L'échantillon n'est pas suffisant pour déboucher sur des éléments différentiels significatifs. Pourtant, l'analyse des productions montre une meilleure qualité des productions chez les personnes avec canne. Un peu comme si le chien guide supplée plus efficacement au déplacement et libère la personne aveugle du travail d'imagerie mentale pour sa navigation. Ce point demandera une élaboration expérimentale plus étayée.

Conclusion générale

L'aménagement de la cité au bénéfice de tous et, en particulier des personnes handicapées, suppose d'entendre avec respect et attention le souhait des usagers eux-mêmes. Cette expérience a donné la parole à près d'une cinquantaine de personnes aveugles sur le projet d'aménagement d'un carrefour très complexe de la ville de Lyon.
Cette enquête montre que plusieurs paramètres sont à considérer selon le profil spécifique de la personne qui ne voit pas. La réponse n'est pas simple, unique et définitive. Elle dépend du sujet lui-même, de son projet de vie, ainsi que de la complexité de son environnement.
L'ensemble du système sensoriel va suppléer au manque de vision pour instrumenter une démarche originale dont cette étude relate les points essentiels.
Concernant d'abord l'environnement sonore et en particulier les différents messages associés aux feux tricolores des carrefours, les résultats montrent que les personnes aveugles sont capables d'entendre et de comprendre des messages constitués de phrases courtes, claires, en langage commun sur les deux phases "rouge" et "vert" et qui les renseignent sur les lieux exacts, ainsi que sur l'état de la circulation.
La norme concernant ces dispositifs existe, elle peut être aménagée pour une meilleure appréhension globale des informations.
Ensuite, les réponses aux questionnaires révèlent que les personnes aveugles utilisent plusieurs paramètres sensoriels qui viennent compléter et étayer les dispositifs sonores. Il faut en tenir compte lorsqu'il s'agit d'aménager les espaces de déplacement.
Cette recherche a permis, enfin, la rencontre très passionnante de personnes de qualité qui, au-delà de leur handicap, nous ont beaucoup enrichis.

Pour l'équipe de recherche :
Professeur Serge Portalier et Nicolas Baltenneck

Lyon, le 26 avril 2005

Bibliographie

Grojean M., Thibaud J. P. (2001). L'espace urbain en méthodes. Marseille : Edition Parenthèses.

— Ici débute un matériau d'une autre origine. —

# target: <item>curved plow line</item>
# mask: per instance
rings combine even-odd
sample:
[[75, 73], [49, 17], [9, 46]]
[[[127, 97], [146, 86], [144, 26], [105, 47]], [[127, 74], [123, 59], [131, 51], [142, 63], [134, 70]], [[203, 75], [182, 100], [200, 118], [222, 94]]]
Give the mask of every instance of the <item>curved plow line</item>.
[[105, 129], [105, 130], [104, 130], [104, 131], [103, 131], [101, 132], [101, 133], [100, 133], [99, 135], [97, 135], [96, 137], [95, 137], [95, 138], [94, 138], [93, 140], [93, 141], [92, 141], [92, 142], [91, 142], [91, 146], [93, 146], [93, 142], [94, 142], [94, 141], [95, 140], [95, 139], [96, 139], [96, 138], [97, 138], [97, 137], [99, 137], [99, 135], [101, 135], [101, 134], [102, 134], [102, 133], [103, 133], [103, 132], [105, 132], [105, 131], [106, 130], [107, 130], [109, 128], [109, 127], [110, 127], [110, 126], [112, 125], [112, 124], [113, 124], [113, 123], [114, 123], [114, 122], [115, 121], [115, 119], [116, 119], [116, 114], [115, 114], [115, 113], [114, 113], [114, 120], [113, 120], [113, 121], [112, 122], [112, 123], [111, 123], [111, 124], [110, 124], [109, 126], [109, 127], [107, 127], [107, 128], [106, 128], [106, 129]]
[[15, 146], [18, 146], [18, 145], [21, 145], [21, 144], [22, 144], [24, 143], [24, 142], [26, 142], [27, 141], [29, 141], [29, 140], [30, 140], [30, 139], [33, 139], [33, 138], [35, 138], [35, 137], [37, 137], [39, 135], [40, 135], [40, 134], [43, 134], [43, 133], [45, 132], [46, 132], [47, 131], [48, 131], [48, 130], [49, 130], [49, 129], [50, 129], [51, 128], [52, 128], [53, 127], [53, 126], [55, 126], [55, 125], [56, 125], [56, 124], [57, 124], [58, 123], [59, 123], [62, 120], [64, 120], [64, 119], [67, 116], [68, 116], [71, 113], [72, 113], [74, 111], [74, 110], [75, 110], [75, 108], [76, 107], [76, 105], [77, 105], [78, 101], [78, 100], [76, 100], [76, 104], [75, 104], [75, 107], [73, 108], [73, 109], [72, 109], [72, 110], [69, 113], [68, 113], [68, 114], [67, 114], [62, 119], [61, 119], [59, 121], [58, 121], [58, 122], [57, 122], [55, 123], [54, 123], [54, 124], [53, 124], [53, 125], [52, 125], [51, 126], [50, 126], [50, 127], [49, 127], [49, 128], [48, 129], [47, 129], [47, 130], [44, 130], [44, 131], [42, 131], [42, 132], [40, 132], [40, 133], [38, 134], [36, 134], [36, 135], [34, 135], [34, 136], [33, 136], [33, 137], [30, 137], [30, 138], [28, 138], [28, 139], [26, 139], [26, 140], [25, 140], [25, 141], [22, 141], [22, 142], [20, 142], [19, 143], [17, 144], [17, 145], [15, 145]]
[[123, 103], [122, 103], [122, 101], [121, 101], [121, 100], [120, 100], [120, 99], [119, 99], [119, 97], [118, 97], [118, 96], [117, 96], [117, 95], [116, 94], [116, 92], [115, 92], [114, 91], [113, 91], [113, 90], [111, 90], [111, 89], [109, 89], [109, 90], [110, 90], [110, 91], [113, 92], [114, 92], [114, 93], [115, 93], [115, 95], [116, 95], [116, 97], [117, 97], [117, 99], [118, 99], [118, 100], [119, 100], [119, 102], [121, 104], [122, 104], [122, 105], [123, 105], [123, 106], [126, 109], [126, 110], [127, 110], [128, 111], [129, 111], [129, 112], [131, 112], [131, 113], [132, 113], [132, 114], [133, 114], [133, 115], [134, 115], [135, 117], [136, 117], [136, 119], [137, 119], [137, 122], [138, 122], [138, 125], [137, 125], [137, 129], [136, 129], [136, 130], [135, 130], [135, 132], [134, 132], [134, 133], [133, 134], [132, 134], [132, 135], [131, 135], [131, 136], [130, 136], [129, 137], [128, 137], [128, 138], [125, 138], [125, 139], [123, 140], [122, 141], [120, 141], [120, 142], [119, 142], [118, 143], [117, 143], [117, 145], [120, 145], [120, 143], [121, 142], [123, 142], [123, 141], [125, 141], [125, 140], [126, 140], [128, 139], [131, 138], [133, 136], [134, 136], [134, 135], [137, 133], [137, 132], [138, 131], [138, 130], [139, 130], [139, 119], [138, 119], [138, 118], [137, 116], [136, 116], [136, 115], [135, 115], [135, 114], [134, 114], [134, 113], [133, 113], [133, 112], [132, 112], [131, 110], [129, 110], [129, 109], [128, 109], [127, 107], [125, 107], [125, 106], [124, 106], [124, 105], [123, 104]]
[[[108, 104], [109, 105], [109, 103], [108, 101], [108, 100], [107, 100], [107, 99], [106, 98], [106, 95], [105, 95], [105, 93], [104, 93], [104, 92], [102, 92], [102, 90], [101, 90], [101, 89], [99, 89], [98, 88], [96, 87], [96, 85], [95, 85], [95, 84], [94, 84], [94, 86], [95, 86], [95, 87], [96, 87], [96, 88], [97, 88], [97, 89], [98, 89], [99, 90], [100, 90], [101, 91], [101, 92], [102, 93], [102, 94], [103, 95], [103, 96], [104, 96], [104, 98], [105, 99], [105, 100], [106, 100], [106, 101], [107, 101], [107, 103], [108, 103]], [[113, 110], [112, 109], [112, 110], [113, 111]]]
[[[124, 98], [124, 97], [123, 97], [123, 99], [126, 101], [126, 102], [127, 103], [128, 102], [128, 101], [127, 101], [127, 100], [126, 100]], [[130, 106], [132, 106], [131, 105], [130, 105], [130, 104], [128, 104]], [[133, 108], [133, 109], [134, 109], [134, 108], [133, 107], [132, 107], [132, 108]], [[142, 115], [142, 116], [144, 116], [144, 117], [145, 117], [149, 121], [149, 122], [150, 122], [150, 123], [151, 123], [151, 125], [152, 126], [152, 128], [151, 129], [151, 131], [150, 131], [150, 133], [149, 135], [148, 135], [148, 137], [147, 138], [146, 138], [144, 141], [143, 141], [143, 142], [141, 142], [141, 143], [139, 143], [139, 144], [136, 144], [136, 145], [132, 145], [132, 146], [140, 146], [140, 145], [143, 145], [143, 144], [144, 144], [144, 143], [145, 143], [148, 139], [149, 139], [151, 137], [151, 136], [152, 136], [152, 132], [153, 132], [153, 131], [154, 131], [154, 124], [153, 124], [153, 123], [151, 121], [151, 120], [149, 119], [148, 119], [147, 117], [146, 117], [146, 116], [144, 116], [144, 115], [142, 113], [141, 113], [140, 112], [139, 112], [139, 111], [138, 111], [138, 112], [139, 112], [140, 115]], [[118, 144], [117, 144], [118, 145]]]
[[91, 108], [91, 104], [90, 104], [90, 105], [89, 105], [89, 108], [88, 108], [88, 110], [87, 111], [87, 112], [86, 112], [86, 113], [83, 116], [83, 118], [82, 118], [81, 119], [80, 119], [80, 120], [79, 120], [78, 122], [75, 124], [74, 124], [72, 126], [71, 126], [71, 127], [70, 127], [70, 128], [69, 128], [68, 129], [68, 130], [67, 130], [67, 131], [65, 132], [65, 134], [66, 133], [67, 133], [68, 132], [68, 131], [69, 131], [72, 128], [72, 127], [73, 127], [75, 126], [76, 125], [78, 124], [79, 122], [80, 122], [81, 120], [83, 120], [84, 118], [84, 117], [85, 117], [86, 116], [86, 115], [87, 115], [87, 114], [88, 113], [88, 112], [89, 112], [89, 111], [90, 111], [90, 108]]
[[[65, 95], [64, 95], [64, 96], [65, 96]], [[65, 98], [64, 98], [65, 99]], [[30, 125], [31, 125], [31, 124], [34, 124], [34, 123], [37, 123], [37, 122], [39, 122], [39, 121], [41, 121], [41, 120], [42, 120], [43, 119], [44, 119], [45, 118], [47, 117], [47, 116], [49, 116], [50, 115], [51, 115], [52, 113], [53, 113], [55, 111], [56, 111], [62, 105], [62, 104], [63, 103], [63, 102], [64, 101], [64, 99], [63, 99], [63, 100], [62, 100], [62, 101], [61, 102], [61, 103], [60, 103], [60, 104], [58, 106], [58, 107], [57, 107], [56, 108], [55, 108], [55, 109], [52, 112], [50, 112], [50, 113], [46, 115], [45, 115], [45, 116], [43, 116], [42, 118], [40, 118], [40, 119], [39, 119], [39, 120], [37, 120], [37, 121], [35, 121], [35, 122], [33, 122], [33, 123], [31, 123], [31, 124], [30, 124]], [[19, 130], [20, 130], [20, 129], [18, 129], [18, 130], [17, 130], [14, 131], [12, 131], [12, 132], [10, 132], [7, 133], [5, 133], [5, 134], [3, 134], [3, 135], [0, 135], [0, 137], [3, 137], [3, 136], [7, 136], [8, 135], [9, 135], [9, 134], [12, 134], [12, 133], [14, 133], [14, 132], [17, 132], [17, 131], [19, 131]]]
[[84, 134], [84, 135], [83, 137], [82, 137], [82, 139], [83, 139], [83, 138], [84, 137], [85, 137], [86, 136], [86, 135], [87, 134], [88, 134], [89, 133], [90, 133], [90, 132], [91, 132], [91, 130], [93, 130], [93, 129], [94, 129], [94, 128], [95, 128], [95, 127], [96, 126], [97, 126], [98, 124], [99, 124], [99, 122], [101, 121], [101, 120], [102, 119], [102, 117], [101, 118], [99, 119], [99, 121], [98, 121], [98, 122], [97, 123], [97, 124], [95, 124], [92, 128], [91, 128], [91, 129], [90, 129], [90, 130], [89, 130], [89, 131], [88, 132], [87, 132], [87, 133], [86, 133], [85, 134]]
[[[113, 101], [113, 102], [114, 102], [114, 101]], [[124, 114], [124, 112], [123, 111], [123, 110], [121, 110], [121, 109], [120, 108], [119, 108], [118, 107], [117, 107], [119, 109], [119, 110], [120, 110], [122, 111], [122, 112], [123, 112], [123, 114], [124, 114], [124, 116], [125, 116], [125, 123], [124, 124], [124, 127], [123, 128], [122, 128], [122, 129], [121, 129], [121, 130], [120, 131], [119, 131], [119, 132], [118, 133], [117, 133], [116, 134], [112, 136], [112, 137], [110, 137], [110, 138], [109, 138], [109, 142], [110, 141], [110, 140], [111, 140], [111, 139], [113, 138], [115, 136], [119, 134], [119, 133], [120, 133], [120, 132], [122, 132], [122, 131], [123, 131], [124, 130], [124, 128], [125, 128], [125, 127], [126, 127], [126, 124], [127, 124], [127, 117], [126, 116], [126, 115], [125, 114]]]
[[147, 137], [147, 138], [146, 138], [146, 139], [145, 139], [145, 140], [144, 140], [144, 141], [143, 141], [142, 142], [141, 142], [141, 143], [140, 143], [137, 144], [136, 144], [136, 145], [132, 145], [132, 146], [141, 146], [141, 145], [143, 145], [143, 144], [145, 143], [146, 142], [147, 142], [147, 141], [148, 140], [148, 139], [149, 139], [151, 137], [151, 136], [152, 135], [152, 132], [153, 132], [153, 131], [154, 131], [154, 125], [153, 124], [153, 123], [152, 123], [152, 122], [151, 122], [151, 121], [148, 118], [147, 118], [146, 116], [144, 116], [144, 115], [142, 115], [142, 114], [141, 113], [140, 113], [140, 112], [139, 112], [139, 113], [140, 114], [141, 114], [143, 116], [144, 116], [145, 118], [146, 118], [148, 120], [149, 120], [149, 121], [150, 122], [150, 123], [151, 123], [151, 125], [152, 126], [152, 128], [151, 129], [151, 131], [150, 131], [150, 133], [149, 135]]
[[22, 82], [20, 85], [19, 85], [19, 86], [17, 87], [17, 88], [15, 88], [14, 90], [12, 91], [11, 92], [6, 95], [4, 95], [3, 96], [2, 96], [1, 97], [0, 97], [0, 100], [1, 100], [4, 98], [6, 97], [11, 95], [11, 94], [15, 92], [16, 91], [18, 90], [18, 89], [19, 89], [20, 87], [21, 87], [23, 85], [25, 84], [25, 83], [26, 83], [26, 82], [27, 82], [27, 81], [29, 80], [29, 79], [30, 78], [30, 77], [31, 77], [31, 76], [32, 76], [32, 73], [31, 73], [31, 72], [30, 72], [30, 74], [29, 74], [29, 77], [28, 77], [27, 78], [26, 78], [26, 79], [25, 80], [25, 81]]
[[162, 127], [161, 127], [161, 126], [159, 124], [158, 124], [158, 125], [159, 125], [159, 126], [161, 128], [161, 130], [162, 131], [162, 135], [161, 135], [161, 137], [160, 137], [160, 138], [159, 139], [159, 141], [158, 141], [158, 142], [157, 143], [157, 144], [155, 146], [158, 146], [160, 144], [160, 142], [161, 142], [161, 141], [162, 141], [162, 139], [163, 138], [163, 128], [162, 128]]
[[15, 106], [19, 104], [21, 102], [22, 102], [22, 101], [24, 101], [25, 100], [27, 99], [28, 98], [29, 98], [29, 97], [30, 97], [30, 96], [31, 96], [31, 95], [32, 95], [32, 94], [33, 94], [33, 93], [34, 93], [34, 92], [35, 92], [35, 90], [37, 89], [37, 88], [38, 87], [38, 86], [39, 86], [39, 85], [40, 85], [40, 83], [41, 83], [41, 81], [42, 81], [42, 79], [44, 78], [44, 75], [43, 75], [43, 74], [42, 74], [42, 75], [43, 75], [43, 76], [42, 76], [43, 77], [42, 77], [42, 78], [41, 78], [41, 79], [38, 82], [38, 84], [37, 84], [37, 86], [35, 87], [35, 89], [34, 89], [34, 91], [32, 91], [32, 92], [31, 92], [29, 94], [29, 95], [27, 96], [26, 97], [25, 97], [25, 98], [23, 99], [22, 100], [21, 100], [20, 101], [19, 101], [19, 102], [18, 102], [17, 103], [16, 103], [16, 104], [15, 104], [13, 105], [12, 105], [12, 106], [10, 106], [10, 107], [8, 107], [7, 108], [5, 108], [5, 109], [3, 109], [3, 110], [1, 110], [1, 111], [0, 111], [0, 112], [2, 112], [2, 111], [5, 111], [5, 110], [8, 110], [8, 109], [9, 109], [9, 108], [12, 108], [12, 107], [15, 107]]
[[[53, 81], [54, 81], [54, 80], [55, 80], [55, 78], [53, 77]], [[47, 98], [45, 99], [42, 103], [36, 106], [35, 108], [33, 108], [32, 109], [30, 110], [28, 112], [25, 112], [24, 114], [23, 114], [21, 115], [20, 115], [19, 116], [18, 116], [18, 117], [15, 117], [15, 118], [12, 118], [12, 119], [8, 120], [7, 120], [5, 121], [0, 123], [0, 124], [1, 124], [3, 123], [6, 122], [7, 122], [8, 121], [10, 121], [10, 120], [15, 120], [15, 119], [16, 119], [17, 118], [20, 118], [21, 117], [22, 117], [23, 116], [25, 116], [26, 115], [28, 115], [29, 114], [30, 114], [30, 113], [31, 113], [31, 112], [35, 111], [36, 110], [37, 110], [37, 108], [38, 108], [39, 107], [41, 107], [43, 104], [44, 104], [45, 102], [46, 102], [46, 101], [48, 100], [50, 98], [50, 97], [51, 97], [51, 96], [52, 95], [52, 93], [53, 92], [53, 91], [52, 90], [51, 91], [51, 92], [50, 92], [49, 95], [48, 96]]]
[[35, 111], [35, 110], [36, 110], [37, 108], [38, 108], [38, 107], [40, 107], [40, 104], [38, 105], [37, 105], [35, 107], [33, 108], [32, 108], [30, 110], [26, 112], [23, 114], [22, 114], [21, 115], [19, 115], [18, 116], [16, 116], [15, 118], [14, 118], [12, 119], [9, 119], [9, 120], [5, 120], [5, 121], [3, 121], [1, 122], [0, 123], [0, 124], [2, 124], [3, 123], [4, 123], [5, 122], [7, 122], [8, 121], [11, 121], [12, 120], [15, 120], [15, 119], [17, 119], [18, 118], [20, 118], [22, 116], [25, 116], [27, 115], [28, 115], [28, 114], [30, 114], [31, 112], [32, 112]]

Loomis J.M. and Col. (1993). Nonvisual navigation by blind and sighed : Assessment of path integration ability. Journal of Experimental psychology, 122, 73-91.

Moser G., Weiss K. (2003). Espaces de vie. Aspects de la relation home-environnement. Paris : Masson.

Passini R. and Col. (1990). The spatio-cognitive abilities of the visually impaired population. Environment and Behavior, 22, 91-118.